The Surveillance Programme is one of Greater Wellington's many strategies to ensure the protection of the region's biodiversity and economic well-being.
Lead by the Biosecurity Pest Plant team, the Surveillance Programme works to exclude and detect three harmful pest plant species from entering, establishing and damaging the Wellington Region.
Greater Wellington Biosecurity Pest Plant team leader, Gary Sue says, "Chilean needle grass, nassella tussock and alligator weed are potentially very damaging pest plant species because of the economic, environmental and cultural impact they could have on our region."
"We've witnessed the immense devastation these plants have had on other regions once they take hold. A huge part of this project is surveying properties across our region and building the community's awareness of these pests, so we can get their support."
Collectively, these three species pose significant threat to rural communities in particular. The damage ranges from reducing farmland, crops and grazing area, clogging waterways resulting in flooding and sediment build up, damaging wool and decreasing farm animal health.
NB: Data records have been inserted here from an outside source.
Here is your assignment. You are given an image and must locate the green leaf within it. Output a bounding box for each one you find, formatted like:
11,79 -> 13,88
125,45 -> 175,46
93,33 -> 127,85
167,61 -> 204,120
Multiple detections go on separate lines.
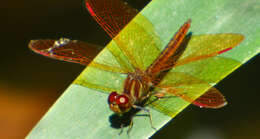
27,0 -> 260,139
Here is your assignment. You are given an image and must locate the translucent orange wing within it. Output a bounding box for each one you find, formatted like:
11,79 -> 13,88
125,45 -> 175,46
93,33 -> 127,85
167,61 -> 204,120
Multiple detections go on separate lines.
155,33 -> 244,71
148,71 -> 227,117
86,0 -> 138,38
As a part of this programme, Greater Wellington will help support landowners with the management of these pest plants if they are found in the Wellington region. They are also available to help identify potential pest plant species that landowners may be concerned about.
Wellington Wairarapa Committee Chair Councillor Adrienne Staples, "There are many things we can do collectively, as individuals and as a community to take action before these pests become a problem."
"When checking your property for these plants, it is a great opportunity to become familiar with natives species you may be growing in your backyard and to plant more."